At the age of 29, and after a decade spent in the darkness, it was the love of Eggleston’s family that finally proved stronger than the demons of her addiction.
“My husband finally told me ‘you have to get clean’… so I got clean,” she said, through a tear and a smile.
“You cannot conceive, nor can I, the appalling strangeness of the mercy of God,” wrote Graham Greene. While that may be true, God’s mercy is something with which Kelli Eggleston is very familiar.
“If God would save me out of my mess, he will save anybody,” she said. “I should not be alive … I should be dead. I have to give God all the glory.”
With her husband behind her, and her children by her side, Kelli Eggleston continues to grow her business and respect her sobriety.
“It’s part of my ‘wow’ story that we were able to start our business with $300, and have since been debt-free,” Eggleston told WVDN.
But it is not only God who Eggleston credits for the life she now lives; her husband’s love and support are every bit as important.

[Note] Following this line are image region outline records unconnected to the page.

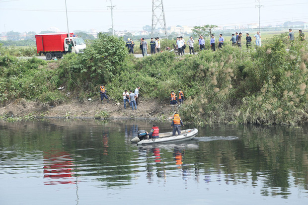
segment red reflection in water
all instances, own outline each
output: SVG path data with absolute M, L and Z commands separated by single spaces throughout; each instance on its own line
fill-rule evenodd
M 50 181 L 45 185 L 75 184 L 73 181 L 73 168 L 71 154 L 66 151 L 51 150 L 44 152 L 44 178 Z
M 103 154 L 104 155 L 108 155 L 108 135 L 106 134 L 103 135 Z
M 155 162 L 160 162 L 160 151 L 158 147 L 153 149 L 153 153 L 155 156 Z
M 181 165 L 183 162 L 182 162 L 182 152 L 179 151 L 177 151 L 174 153 L 175 155 L 175 164 L 177 165 Z M 178 168 L 181 168 L 179 166 Z

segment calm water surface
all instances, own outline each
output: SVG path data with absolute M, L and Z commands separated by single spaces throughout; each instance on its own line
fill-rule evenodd
M 308 126 L 214 125 L 191 141 L 131 143 L 153 123 L 0 121 L 0 205 L 308 204 Z

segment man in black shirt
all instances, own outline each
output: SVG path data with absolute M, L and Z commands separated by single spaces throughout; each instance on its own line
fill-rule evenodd
M 248 33 L 246 34 L 246 47 L 247 51 L 251 47 L 251 37 L 249 36 L 249 34 Z

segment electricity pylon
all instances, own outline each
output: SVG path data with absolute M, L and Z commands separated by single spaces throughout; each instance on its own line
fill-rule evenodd
M 154 30 L 156 26 L 160 26 L 164 30 L 165 38 L 167 38 L 167 27 L 166 26 L 166 19 L 165 13 L 163 10 L 162 0 L 153 0 L 152 6 L 152 30 L 151 37 L 153 38 Z M 159 33 L 157 35 L 160 35 Z

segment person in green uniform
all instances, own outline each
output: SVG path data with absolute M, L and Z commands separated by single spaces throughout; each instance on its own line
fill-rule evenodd
M 305 34 L 302 32 L 302 30 L 300 30 L 299 31 L 299 32 L 300 33 L 300 40 L 301 41 L 305 40 L 305 38 L 306 38 L 306 37 L 305 36 Z
M 70 41 L 68 42 L 68 45 L 69 45 L 69 50 L 68 51 L 68 53 L 72 53 L 72 46 Z

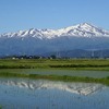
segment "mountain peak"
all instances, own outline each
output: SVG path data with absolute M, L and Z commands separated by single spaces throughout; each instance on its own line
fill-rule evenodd
M 62 36 L 70 36 L 70 37 L 102 37 L 108 36 L 109 32 L 104 31 L 99 27 L 96 27 L 89 23 L 81 23 L 74 26 L 69 26 L 60 29 L 36 29 L 31 28 L 28 31 L 20 31 L 16 33 L 8 33 L 0 36 L 7 36 L 7 37 L 37 37 L 37 38 L 56 38 L 56 37 L 62 37 Z

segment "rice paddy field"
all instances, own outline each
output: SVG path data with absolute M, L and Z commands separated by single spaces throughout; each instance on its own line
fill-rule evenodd
M 107 59 L 0 59 L 0 109 L 108 109 Z
M 0 69 L 71 69 L 109 71 L 108 59 L 1 59 Z

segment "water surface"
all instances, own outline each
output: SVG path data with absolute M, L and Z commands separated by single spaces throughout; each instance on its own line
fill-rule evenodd
M 0 78 L 3 109 L 109 109 L 108 101 L 101 84 Z

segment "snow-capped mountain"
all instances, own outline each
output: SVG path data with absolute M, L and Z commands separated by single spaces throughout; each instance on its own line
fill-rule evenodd
M 109 31 L 83 23 L 61 29 L 31 28 L 0 35 L 0 56 L 49 56 L 76 49 L 109 49 Z
M 37 38 L 56 38 L 62 36 L 76 36 L 76 37 L 93 37 L 93 36 L 107 36 L 109 37 L 109 32 L 98 28 L 88 23 L 77 24 L 75 26 L 64 27 L 61 29 L 35 29 L 31 28 L 28 31 L 20 31 L 16 33 L 2 34 L 0 37 L 37 37 Z

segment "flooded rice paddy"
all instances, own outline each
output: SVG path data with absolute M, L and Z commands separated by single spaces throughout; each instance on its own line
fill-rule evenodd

“He never left me,” Eggleston said. “He said that God never gave up on him, so who was he to give up on me? And he’ll say this too, that when you take your vows, for better or worse, you don’t get to define what’s better and you don’t get to define what’s worse. And you don’t get to define what’s sickness and what’s health.”
If Kelli Eggleston’s story were to end right now, that ending would be a happy one. But her story is just beginning. And when the next chapter is written, it will begin with three words…
I got clean.
A Taste of Eggcellence is located in the Kitchen Creek Bakery building across from the Cheese n’ More in Gap Mills.